Its actually a good idea however the down side is we would be creating a mix between test cricket and ODI to fit a single day or two days. In my opinion this would probably make the use of Test Cricket and ODI both a havoc. I agree with the ICC. There is no real need to change the format.
However, I do agree that 50 Over cricket is getting boring too.
Why not have 1st inning of maximum 100 Overs, and second inning as it is in existing rule, This should increase the possibility of result instead of draw
Re: Change Test format
by Shivam Parikh on Sep 21, 2011 03:15 PM
Too long. The idea is to shorten the fatigue that players end up with after long bouts on the field. Sachin's suggestion is to try to minimize the time that each time has to stay on the field in the heat. By the time the fielding first team bats, their openers are tired (a bit).
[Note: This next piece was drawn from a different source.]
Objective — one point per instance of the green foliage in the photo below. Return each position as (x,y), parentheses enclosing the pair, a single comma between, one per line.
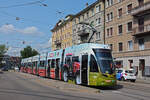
(28,52)
(3,50)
As mentioned, I don't agree with the idea though I do agree that the opening of 20-20 has caused major downside to both test and 50 over cricket. If you see cricket matches of 50 overs - the stadiums go unsold. Test Cricket stands are empty unless free tickets are given. The actual earnings from live stadium audience is none. Everything is tv ads now. Question is how many viewers will continue to watch 50 over matches on tv vs. 20-20.
Somewhere old test cricket and 50 overs should never have been replaced with 20-20. The game of cricket is becoming more entertaining in 20-20 but records, history and the real sport is changing too much.